Reebok I am so glad you are managing sips of water and that OH actually noticed shock that you are not eating.These men! How are you today? Did you say ice lollies had become sickening, that's awful. I am just keeping my fingers crossed that it eases off massively in the next few weeks, as everyone says, it will be worth it, I've never come across anyone on these threads who didn't say that. I agree with others about counselling, they offered it to Kali and nobody said anything about being an 'unfit mother' (aren't we all?)
Hopeful You managed to go OUT and drive and give lazy people lifts?! How did you do it?
Waves to lovely MOP Room Littlemiss and everyone and hope everyone's coping.
Lucinda
xx

Reebok Sun 20-Jan-13 11:37:31

Thanks Hopeful. Don't worry your post wasn't patronizing. smile I don't know how you managed a party but well done. Must have been nice to actually get out and do something.

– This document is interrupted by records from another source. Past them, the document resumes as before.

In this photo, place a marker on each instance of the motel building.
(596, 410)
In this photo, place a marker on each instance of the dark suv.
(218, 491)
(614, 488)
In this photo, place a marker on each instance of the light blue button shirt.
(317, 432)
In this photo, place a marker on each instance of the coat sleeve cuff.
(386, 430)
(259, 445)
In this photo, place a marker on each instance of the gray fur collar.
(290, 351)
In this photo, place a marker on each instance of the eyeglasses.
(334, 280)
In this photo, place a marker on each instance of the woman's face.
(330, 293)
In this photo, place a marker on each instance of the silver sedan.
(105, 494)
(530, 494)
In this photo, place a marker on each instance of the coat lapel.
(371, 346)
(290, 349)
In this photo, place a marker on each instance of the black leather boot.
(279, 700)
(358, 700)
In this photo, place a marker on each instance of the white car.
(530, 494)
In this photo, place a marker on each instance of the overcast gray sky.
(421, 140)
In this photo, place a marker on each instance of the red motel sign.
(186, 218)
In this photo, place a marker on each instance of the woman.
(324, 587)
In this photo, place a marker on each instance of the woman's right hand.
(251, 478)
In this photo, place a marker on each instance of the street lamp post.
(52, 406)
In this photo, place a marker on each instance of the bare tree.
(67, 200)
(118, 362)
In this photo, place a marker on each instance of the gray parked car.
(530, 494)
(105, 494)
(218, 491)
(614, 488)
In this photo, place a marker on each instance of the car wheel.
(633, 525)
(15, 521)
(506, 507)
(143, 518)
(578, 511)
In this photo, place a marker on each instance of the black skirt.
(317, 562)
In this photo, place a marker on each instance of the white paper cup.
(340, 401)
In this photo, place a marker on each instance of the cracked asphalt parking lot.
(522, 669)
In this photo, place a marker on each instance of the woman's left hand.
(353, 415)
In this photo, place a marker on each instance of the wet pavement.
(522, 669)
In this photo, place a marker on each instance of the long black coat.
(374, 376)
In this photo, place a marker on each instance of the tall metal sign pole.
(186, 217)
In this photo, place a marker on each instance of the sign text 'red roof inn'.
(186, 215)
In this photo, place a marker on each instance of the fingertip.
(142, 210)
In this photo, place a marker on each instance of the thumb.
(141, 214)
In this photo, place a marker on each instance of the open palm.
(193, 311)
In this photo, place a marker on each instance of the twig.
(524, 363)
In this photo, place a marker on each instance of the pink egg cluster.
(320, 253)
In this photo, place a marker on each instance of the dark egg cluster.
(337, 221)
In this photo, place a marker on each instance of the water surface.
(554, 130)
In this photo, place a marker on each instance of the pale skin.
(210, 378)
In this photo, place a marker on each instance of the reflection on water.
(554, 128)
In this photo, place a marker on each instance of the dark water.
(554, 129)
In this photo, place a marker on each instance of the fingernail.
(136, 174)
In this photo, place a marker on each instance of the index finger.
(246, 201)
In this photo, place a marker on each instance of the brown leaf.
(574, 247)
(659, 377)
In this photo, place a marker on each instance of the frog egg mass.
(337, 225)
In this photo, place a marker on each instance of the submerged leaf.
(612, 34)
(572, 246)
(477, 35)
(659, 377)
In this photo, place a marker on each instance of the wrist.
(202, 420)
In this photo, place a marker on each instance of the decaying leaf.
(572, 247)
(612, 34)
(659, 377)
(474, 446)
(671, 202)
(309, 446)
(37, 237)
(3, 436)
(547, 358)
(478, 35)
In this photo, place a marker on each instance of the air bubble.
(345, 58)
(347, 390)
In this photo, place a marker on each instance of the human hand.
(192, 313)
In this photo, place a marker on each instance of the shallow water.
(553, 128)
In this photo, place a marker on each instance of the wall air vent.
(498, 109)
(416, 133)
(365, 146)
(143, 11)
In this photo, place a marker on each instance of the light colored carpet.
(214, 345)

Thank you Lucinda. Still not feeling great so I think it will be another day in bed again....better in my own bed than in hospital though I suppose. Thank God for my iPhone or I'd be completely bored out of my mind. Ive gone off ice lollies. Tried one yesterday in the hope that I may like it again but in vain. Ended up sipping on guava juice which is quite nice so fr as less acidic than most juices and my body seems to want juice right now. Never mind...am surviving. 14 weeks tomorrow...pls God make this wretched illness go away for all of us.

Room, Littlemiss and belle, I hope you're better today?

Hopeful - Well done on making it out to the party!! I made it round to visit a friend yesterday who just had newborn twins a couple of weeks ago - getting cuddles with babies made me remember why I'm going through this...again! Hoping to make it to my mum and dad's this afternoon but feeling a bit wretched today confused

Reebok - Hope you are doing a bit better today?

Hope everyone is doing ok!

Reebok Sun 20-Jan-13 13:18:22

Feel rubbish Littlemiss...vomited bile again and the acid burns my stomach and throat. Know I need to eat something but can't find anything remotely appealing other than starburst.

Starburst! For a while i was into coloured licorice but last week or two i've been all about the sour haribo, so I can def understand that. Im sure the bile is awful sad do fizzy drinks help at all? Really cold sparkling water or fizzy orange weirdly helps me if i sip it. My nausea isnt so bad today but energy levels are bottoming out, been in bed all day. Cant wait til booking scan next fri so i can see the baby and remind myself why i'm going through all of this!!!

Reebok Sun 20-Jan-13 14:47:59

How far along are you? I've started liking coke again. Went off it for a whole but problem is leaves me feeling dehydrated because I get so addicted to the sugar and drink less water. Can't drink orangey fizz or sparkling water...comes straight back up. Very little choice about what to eat/drink at the moment.

Yeh must admit scan did help for a bit but now I'm back to forgetting and feeling like I have a 24/7 stomach flu that won't go away.

hopeful92 Sun 20-Jan-13 15:02:02

Earlier on all I could eat was wine gums and fruit pastilles - not exactly nutrition central! Now I am managing to stomach bits of actual "real" food like toast and pasta, but it's about bloody time as I'm nearly 22 weeks now...

Still feeling like absolute crap, and really don't know how I managed the party. It was ok though as I just sorta chilled in the corner talking to one of my friends whose wife is also pregnant, due a week ahead of me. Feel like rubbish today though, it absolutely wiped me out - think I look like I'm the one with the hangover rather and OH - hardly seems fair that he gets drunk yet I'm the one puking the next day... Oh the joys of hg sad

Reebok Sun 20-Jan-13 16:37:49

That sucks about feeling it today Hopeful but glad you can stomach more food now.

I've been drinking a can of Pepsi all day and living off starburst which is so far helping with the nausea THANK GOD! Hopefully I will feel ok all day!! Don't want to jinx it though... How many cans of Pepsi/coke can you have a day?